Trade War Impact
We received good and bad news over the weekend. The good news is that our economy has been growing for 121 months since the last recession. The concerning news is that China just reported that they’ve had the slowest growth in 27 years. This shows that we’re starting to see an impact of the trade war and tariffs on the Chinese economy. We are starting to question whether this negativity is going to start flowing over to other economies like ours. We should get a good read on that this week when the corporate earnings report comes out.
This week starts with over 50 of the S&P 500 companies reporting earnings. This is important because the larger companies in the U.S. are not just focused on the U.S. but also focused on global multinational corporations. There’s weakness in China and maybe in Europe as well so you may see that hurting the overall earnings report. While our economy has grown for so long as previously noted, this 2nd quarter, looking back, we’re expecting negative earnings growth. The S&P expectations is a 1.8% year-over-year decline in earnings. Currently, we’re estimating that next quarter we will have a decline as well. Two consecutive negative quarters looks like an earnings recession. That’s something we don’t want to see so we’re hoping that companies come out ahead of that and maybe beat expectations. It’s a small hurdle, -1.8%, but it’s very important hurdle that we get positive. Last year, for example, earnings grew and the market price fell so companies got cheaper and gave us some confidence to be in equities for our clients. This year, if the market goes up while earnings fall that makes the market more expensive. It’s a little harder to see a longer-term growth trend without earnings.

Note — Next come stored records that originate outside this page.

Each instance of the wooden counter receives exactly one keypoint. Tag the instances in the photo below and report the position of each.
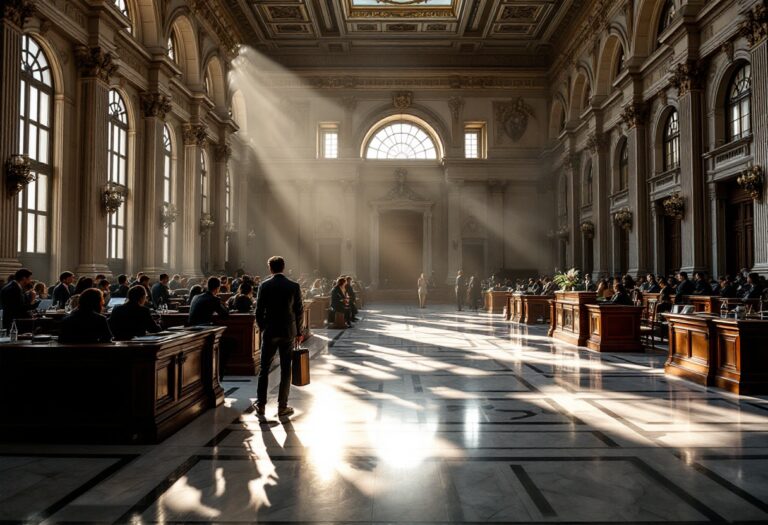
(241, 342)
(128, 392)
(495, 301)
(614, 328)
(569, 317)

Last week, we talked about June’s job growth being the best since January. This week we want to look at the U.S. weekly jobless claims number that accounts for the week ending on 7/6/19. This number was the lowest it’s been since April. For those who don’t know the U.S. weekly jobless claims is the number of Americans filing applications for unemployment benefits. So, being at a 3 month low, we’re starting to see this labor market really strengthen and hopefully that’ll help boost our economy. On Tuesday retail sales are coming out and that will give us a better indication of how these job numbers ties into the earnings and back into these companies.
Last week we talked about how China is hurting right now, but, as we are seeing it’s not just China. We’re starting to see the shock wave hit other economies. One that we’re looking at is a great “poster child” for that right now is Germany. Germany has just been a juggernaut economy for years, leading the Eurozone of the past few years. Now, you have to remember the German economy is export-oriented and value added oriented. It’s also very diverse. Their GDP growth over the last 12 months was only 0.7% which is unheard of for them. In addition to that, their publicly traded index is called the DAX. One in three of those companies are either having a profit warning, job downsizing, or some level of restructuring. Germany is a lot like us in that most of their economy is small and middle market businesses. However, the large public companies that are subject to a lot of trade and multinational are really down and you just don’t see that normally with an economy like theirs.